The counts of differences and their workflow states are also show in listings as shown in this Form list:

Differences List

These listings can be filtered to show only items where explanation is required or where approval has been requested to make it easy for Study Builders or Standard Librarians to find objects requiring their attention.

Advantages of new approach

This new approach improves dialog between Study Builder and Standards Librarian because each change can be individually discussed. The explanations, requests for approval and approvals are all stored at the Project level so if a change in a Field definition is approved in Draft1 then this exact change does not have to be re-approved in Draft 2 and Draft 3 which significantly reduces the workload for both Study Builders and Standards Librarians.

With these fine-grained approvals it is easier to spot trends and gather metrics on deviations from the standard library so that the usage instructions for library objects can be improved. The TrialGrid system also has a number of features which allow expected deviations to be encoded in the library. These expected deviations do not have to be explained, they are automatically approved, again improving the efficiency of the team.

Batch Approval

One consequence of having per-difference approvals is that the number of changes to be reviewed is increased. Previously there might be a request to review five Forms, under the new system this might be a request to review thirty changes across those same five Forms. New features of the standards approval listings allow Standard Librarians to search and filter these requests and approve/deny them in batch.

Bulk Approved Requests

Similar functionality is available for study builders requesting approval for changes to an object. If they make changes to a Form they can request approval for those changes individually or make a request for all the changes in a batch.

Bulk Approval Request

Conditional Approval

Our old workflow process had four states:

  1. Unexplained - A change has been made but the Study Builder has not yet requested approval for it (they may still be working on it with further changes expected)

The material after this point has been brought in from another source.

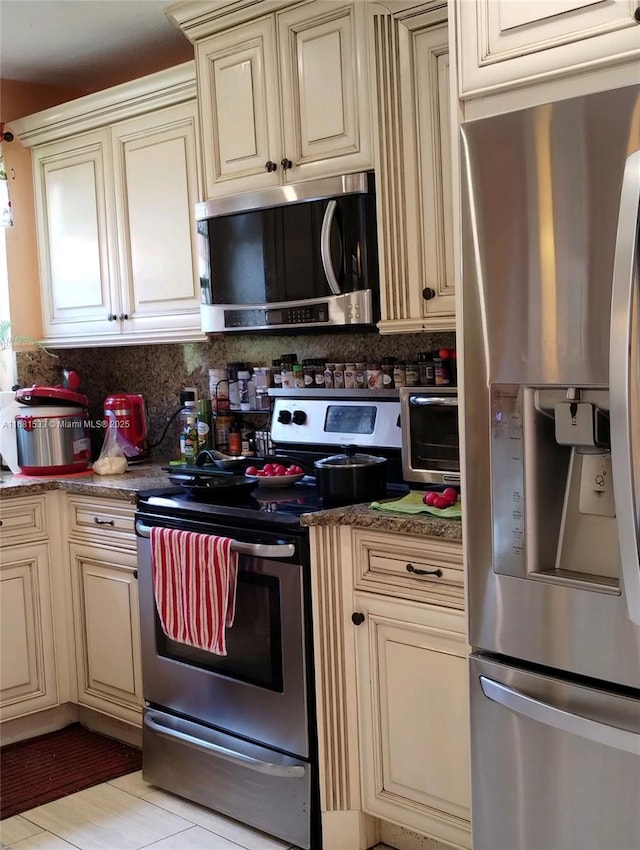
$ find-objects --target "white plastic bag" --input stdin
[93,419,129,475]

  2. Approval Requested - The Study Builder has finalized their work (for now) and is requesting approval for the deviation from the standard.

  3. Approved - A Standards Librarian has reviewed the deviation and approved it.

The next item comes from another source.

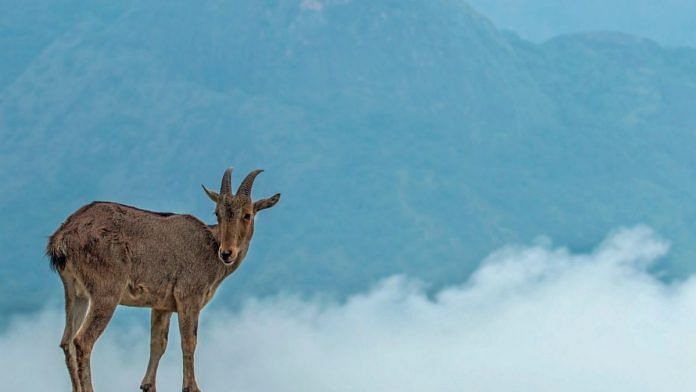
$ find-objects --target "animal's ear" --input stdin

  4. Denied - A Standards Librarian has reviewed the deviation and has rejected it, signalling that the Study Builder should change the object design before requesting approval again or revert it to the standard.

The new process adds a new state Conditionally Approved which is a signal that the Standards Librarian is accepting this deviation for now but will want to review this decision later. This is useful where the deviation is the addition of a new object such as a Form or an Edit Check which does not exist in the library. There can be no detailed comparison between this new object and the library because it does not exist in the library. The Standards Librarian may want to give a go-ahead to allow the new Form or Edit Check to exist but re-review it at a later stage to ensure that it is compliant with the principles of the library when it is finalized.

Summary

The use of Standard Libraries is highly recommended to improve the speed and efficiency of study build but deviations from the standard are inevitable. The ability to review and approve deviations and to capture detailed information about the types of deviations and reasons for them is important for continuous improvement of the Libraries and team efficiency.

The TrialGrid system can be used for Medidata Rave study build activities where this standards-compliance feedback is available in real-time or it can be used after study build is complete to perform comparisons between the library and the as-built study in a postmortem or lessons-learned exercise.

Either way, an organization will gain insight into how and why their study builds deviate from their library standards.